On a different note, I wanted to know how you are doing [something].

I was wondering, is there a more formal way of saying I want to know?

Would it be correct to say I am keen to know?

  • From your comment, it seems interested or curious may be what fits better: "I am curious about how you are doing sth." or "I am interested in how you are doing sth."
    – Kris
    Commented Nov 18, 2012 at 10:19
  • well, he asked me if there is anything else I wanted to know about the procedure of them doin smth, and then I wrote a list of relevant question regrading the procedure, but I wanted to ask some "not-very-relevant" which still could have affect the procedure, I went with on a different note, I would also like to know... and I sent the email... but curious and interested seem fine too. cheers mate.
    – mrz
    Commented Nov 18, 2012 at 11:08
  • mrz: I've edited your question some. Let me offer you a pointer, since you're new. When people ask for clarifications, try editing the question, instead of leaving comments. If something isn't clear to one person, chances are it won't be clear to others. Avoid making it so everyone must read through all your comments to fully understand what you're asking by putting your clarifying remarks in the question itself. Also, brevity is not always good here, be specific about why you have a question about language. Did you think your initial phrasing sounded too impolite? Too demanding? Not fluent?
    – J.R.
    Commented Nov 18, 2012 at 12:20
  • @Kris May the Lords of the Sith be visited upon thee, good sir!
    – tchrist
    Commented Nov 18, 2012 at 14:46
  • @mrz I’ve edited your question to improve the formatting and clarity a bit; hope that’s ok with you. I should note here that keen is a tad bit old-fashioned sounding.
    – tchrist
    Commented Nov 18, 2012 at 14:47

3 Answers 3


Actually, I want to know is perfectly valid. If it’s politeness you’re trying to achieve, you could say I would like to know.

This transforms what might have been interpreted as a demand into a request.

An alternative word would be enquire, such as in I would like to enquire.

  • 1
    Actually, I don’t think that enquire works here.
    – tchrist
    Commented Nov 18, 2012 at 14:44
  • You could say something like: On a different note, I wanted to inquire as to how you are doing [something].
    – jsve
    Commented Feb 25, 2014 at 4:50

You can precede to know with all sorts of verbs. Which you choose depends on the context, and the precise degree of formality and politeness you are striving for. In many contexts, including formal ones, I want to know may well serve the purpose, but occasionally you may, for example, want to write I should like to know. It’s really not possible to say more than that without knowing the purpose of the text you have in mind.
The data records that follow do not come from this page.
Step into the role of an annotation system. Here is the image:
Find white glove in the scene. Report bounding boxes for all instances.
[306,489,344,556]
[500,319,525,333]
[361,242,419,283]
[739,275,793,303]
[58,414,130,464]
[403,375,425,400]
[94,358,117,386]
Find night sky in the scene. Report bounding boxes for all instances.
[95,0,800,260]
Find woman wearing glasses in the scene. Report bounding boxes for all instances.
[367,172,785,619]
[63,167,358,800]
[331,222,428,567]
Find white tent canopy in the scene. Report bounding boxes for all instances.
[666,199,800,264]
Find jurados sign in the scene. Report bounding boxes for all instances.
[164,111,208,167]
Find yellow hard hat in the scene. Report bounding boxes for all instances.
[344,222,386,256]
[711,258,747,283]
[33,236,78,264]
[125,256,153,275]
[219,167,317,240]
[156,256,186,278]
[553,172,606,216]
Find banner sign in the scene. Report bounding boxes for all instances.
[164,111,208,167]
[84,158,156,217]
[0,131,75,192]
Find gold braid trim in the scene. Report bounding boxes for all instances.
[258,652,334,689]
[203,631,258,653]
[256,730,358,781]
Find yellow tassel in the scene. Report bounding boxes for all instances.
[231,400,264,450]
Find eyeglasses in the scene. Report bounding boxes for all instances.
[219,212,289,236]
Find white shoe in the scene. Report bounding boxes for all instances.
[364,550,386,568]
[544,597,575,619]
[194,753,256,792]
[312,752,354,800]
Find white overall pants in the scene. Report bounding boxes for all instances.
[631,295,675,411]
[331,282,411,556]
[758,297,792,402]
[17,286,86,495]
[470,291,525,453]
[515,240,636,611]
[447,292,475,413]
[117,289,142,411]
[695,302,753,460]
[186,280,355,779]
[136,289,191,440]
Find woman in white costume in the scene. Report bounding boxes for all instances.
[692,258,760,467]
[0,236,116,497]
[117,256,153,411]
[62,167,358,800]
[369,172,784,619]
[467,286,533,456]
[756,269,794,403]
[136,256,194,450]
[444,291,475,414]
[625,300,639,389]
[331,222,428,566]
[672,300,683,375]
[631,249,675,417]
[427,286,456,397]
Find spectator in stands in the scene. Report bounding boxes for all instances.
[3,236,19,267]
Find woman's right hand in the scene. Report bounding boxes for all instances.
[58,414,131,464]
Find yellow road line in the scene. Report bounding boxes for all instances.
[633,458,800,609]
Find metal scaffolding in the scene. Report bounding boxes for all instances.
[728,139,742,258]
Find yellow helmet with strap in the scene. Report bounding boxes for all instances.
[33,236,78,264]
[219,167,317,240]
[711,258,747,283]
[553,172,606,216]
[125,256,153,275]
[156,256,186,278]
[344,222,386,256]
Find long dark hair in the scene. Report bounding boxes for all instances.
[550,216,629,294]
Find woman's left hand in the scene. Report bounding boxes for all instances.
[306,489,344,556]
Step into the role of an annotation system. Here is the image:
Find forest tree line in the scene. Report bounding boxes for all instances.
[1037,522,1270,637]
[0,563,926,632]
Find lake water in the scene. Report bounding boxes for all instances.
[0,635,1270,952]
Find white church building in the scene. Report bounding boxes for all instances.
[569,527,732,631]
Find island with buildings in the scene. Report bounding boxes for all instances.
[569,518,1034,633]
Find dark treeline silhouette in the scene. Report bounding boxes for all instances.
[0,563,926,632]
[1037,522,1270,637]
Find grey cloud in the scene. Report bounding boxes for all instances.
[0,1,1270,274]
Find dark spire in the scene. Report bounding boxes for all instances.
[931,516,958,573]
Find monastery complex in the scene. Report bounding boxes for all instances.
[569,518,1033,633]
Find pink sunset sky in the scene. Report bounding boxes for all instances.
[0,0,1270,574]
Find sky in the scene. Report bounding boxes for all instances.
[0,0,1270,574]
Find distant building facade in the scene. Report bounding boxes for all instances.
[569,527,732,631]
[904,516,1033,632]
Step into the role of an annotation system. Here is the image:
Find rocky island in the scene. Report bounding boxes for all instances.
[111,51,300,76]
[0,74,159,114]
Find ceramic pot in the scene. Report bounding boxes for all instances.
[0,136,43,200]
  • I'm writing an email to manager of some other company, and wanted to ask him: "On a different note, I wanted to know how you are doing smth"
    – mrz
    Commented Nov 18, 2012 at 8:15
  • That could be ok, but I don't understand how you are doing smth. Commented Nov 18, 2012 at 8:31
  • mrz wants to know how (the addressee) is doing something -- the way he is carrying it out, perhaps.
    – Kris
    Commented Nov 18, 2012 at 10:17
  • you're right Kris.
    – mrz
    Commented Nov 18, 2012 at 11:03
  • Certainly I should like to know sounds more formal, and rather more demanding, than I’m keen to know does. Part of that is the use of the “old” (?) 1st-person I should over I would, but another is the lack of contraction. My unresearched, gut feel is that the keen construct is comparatively rare, at least in North America. But normal speech would just be I’d like to know, which is not quite so stiffly demanding.
    – tchrist
    Commented Nov 18, 2012 at 14:39

Alternative expression for I want to know could be something like I enquire, I seek, I investigate, etc.

There’re lots of ways to say it, but you may have to decide which suits you best based on your actual context.